A smile that lifts the cheeks and crinkles the eyes is thought by many to be truly genuine. But new research at Carnegie Mellon University casts doubt on whether this joyful facial expression necessarily tells others how a person really feels inside.
In fact, these “smiling eye” smiles, called Duchenne smiles, seem to be related to smile intensity, rather than acting as an indicator of whether a person is happy or not, said Jeffrey Girard, a former post-doctoral researcher at CMU’s Language Technologies Institute.
“I do think it’s possible that we might be able detect how strongly somebody feels positive emotions based on their smile,” said Girard, who joined the psychology faculty at the University of Kansas this past fall. “But it’s going to be a bit more complicated than just asking, ‘Did their eyes move?'”
Whether it’s possible to gauge a person’s emotions based on their behavior is a topic of some debate within the disciplines of psychology and computer science, particularly as researchers develop automated systems for monitoring facial movements, gestures, voice inflections and word choice.
Duchenne smiles might not be as popularly known as Mona Lisa smiles or Bette Davis eyes, but there is a camp within psychology that believes they are a useful rule of thumb for gauging happiness. But another camp is skeptical. Girard, who studies facial behavior and worked with CMU’s Louis-Phillippe Morency to develop a multimodal approach for monitoring behavior, said that some research seems to support the Duchenne smile hypothesis, while other studies demonstrate how it fails.

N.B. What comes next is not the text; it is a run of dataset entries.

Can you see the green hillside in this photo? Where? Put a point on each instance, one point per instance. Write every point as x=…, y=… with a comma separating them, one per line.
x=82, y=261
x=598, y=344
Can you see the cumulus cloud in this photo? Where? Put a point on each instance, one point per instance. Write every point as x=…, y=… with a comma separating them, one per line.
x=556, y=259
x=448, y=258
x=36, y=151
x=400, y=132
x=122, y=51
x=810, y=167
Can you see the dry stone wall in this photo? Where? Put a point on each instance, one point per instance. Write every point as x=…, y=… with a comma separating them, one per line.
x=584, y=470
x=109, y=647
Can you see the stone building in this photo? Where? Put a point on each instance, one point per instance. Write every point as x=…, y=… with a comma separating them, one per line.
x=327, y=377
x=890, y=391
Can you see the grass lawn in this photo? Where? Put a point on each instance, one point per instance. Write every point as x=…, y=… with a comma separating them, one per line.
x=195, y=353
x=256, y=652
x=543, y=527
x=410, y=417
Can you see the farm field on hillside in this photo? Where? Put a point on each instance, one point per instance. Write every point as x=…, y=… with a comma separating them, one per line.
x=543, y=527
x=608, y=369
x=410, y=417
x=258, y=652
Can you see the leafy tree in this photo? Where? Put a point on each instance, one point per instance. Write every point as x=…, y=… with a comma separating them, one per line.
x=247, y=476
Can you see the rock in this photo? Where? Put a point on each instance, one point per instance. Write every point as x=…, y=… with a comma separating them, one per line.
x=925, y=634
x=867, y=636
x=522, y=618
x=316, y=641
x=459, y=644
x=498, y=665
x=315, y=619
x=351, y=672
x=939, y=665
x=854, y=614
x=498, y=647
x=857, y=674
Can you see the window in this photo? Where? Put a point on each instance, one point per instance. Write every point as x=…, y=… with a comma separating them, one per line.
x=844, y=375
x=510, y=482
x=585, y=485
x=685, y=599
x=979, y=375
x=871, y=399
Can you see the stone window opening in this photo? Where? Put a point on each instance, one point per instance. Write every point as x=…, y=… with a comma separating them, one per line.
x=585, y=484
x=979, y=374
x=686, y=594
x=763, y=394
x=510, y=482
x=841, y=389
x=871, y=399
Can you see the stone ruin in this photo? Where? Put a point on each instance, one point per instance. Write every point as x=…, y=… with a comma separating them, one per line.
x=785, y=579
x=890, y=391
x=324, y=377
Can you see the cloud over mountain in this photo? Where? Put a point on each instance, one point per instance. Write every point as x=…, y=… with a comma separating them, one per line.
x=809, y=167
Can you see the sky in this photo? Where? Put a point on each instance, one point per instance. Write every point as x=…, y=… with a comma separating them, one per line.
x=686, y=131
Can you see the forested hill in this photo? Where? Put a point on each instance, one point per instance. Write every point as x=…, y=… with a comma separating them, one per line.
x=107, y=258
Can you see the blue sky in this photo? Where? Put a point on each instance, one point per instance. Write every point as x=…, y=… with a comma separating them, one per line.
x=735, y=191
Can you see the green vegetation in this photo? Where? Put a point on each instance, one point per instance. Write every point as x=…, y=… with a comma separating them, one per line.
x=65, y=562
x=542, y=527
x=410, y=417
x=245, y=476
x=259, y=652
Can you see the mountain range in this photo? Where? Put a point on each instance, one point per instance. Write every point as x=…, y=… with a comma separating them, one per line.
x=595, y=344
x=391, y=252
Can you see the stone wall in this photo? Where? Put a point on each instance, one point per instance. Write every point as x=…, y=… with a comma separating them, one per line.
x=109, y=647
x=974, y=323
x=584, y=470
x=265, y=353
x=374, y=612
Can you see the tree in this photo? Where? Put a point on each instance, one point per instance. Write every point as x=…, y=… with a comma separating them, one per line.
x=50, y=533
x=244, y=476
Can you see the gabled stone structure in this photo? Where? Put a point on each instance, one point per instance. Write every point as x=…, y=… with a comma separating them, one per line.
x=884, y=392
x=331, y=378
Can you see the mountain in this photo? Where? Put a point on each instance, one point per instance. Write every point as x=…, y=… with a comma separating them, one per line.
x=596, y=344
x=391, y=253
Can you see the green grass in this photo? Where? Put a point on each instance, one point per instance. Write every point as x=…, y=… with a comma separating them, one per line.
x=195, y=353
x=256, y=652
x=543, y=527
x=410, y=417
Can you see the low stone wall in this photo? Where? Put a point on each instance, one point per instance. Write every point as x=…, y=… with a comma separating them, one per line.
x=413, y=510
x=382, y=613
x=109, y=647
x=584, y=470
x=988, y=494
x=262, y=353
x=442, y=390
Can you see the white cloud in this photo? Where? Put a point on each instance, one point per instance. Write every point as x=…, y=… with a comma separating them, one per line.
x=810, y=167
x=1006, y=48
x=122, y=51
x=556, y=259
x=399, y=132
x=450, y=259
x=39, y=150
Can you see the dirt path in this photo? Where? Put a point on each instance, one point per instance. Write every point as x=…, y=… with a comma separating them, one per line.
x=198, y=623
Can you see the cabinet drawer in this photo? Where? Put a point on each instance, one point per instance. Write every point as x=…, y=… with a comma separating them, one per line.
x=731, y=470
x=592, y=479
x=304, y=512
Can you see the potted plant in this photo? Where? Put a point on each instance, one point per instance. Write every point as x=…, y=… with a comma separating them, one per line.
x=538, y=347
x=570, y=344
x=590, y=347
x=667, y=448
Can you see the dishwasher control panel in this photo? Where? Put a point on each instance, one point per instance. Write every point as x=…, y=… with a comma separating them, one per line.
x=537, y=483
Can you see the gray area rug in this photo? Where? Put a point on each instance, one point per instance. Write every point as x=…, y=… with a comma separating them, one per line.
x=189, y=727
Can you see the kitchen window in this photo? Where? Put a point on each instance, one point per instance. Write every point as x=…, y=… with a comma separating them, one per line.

So Girard and Morency, along with Jeffrey Cohn of the University of Pittsburgh and Lijun Yin of Binghamton University, set out to better understand the phenomenon. They enlisted 136 volunteers who agreed to have their facial expressions recorded as they completed lab tasks designed to make them feel amusement, embarrassment, fear or physical pain. After each task, the volunteers rated how strongly they felt various emotions.
Finally, the team made videos of the smiles occurring during these tasks and showed them to new participants (i.e., judges), who tried to guess how much positive emotion the volunteers felt while smiling.
A report on their findings has been published online by the journal Affective Science.
Unlike most previous studies of Duchenne smiles, this work sought spontaneous expressions, rather than posed smiles, and the researchers recorded videos of the facial expressions from beginning to end rather than taking still photos. They also took painstaking measurements of smile intensity and other facial behaviors.
Although Duchenne smiles made up 90% of those that occurred when positive emotion was reported, they also made up 80% of the smiles that occurred when no positive emotion was reported. Concluding that a Duchenne smile must mean positive emotion would thus often be a mistake. On the other hand, the human judges found smiling eyes compelling and tended to guess that volunteers showing Duchenne smiles felt more positive emotion.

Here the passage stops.